Mathematical Modeling and Experimental Research of Microwave Waveguide Taking into Account Boundary Value Problems on the Geometric Middle of the Domain

Summary: The article presents mathematical modeling and experimental study of microwave waveguide taking into account boundary value problems on the geometric middle of the domain. For the first time, general classes of local and nonlocal boundary value problems on the geometric middle of the domain for three-dimensional Bianchi-type equations for the electromagnetic field of microwave rectangular waveguide are investigated. New mathematical models of the electromagnetic field of microwave rectangular waveguide operating in the frequency range of 4,9-7,05 GHz are developed taking into account the nonlinearity of the medium, wave types and effective algorithms for solving the models are proposed, which made it possible to improve the electrical, magnetic, structural and operational parameters and characteristics of microwave rectangular waveguide. For E-type and H-type waves, 3D models of the distribution of electromagnetic field strengths in elementary regions of rectangular waveguide are developed.
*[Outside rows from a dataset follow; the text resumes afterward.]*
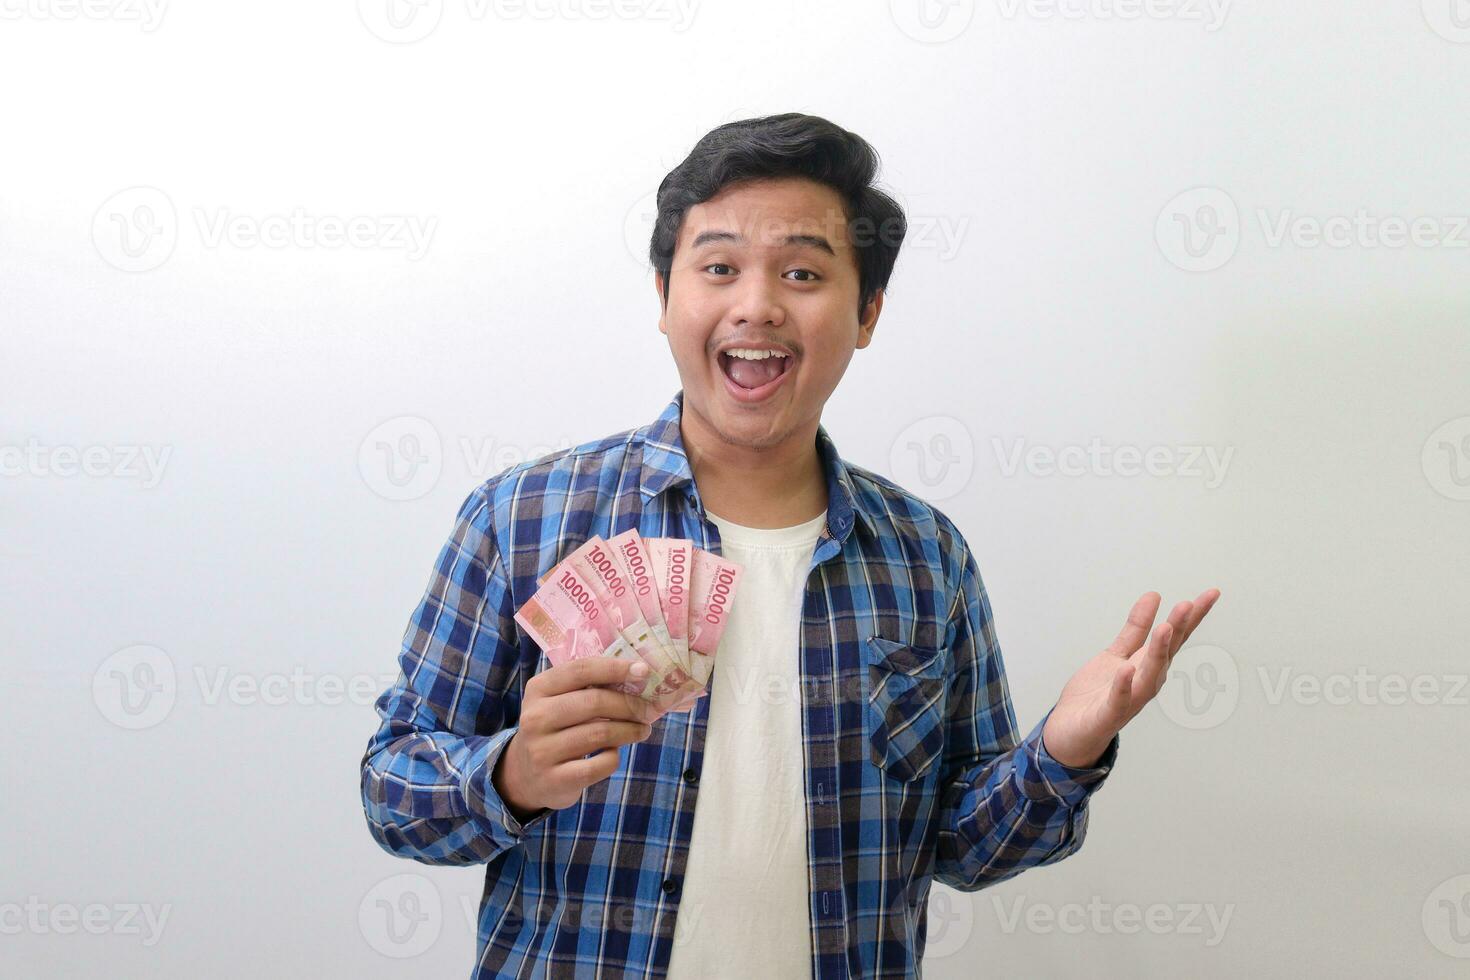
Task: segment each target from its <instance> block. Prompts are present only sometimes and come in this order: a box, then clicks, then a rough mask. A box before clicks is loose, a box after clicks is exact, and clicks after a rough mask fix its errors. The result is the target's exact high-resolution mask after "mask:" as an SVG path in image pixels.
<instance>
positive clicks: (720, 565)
mask: <svg viewBox="0 0 1470 980" xmlns="http://www.w3.org/2000/svg"><path fill="white" fill-rule="evenodd" d="M739 577H741V566H739V564H736V563H735V561H731V560H728V558H722V557H719V555H717V554H714V552H711V551H704V550H703V548H700V550H695V552H694V573H692V576H691V583H689V667H691V670H689V673H691V674H692V676H694V679H695V680H697V682H700V686H709V683H710V674H711V673H713V671H714V651H716V649H717V648H719V645H720V638H722V636H723V635H725V626H726V624H728V623H729V614H731V604H732V602H734V601H735V594H736V592H738V591H739Z"/></svg>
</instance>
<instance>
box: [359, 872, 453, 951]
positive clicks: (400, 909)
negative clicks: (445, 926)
mask: <svg viewBox="0 0 1470 980" xmlns="http://www.w3.org/2000/svg"><path fill="white" fill-rule="evenodd" d="M442 926H444V915H442V905H441V901H440V890H438V889H437V887H434V882H431V880H429V879H426V877H423V876H422V874H413V873H409V874H395V876H392V877H391V879H384V880H382V882H378V884H375V886H373V887H372V889H369V890H368V893H366V895H363V901H362V902H360V904H359V905H357V929H359V930H362V934H363V939H366V940H368V945H369V946H372V948H373V949H376V951H378V952H381V954H382V955H384V956H392V958H394V959H406V958H409V956H417V955H419V954H422V952H423V951H426V949H428V948H429V946H432V945H434V943H435V942H437V940H438V937H440V929H441V927H442Z"/></svg>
Experimental devices and functional circuits for measuring the parameters of the microwave path, including the electric and magnetic fields of a rectangular waveguide in a nonlinear state of the medium, were developed, and the parameters of the microwave rectangular waveguide were experimentally determined. Comparison of theoretical and experimental results of the electric and magnetic field strengths showed that the relative error for these parameters is 4%. This proved the adequacy of the theoretical and experimental results obtained. The proposed work differs from the existing [1-5] works in that, in this work, for the first time, the factor that the studied microwave waveguide is filled with nonlinear media is taken into account.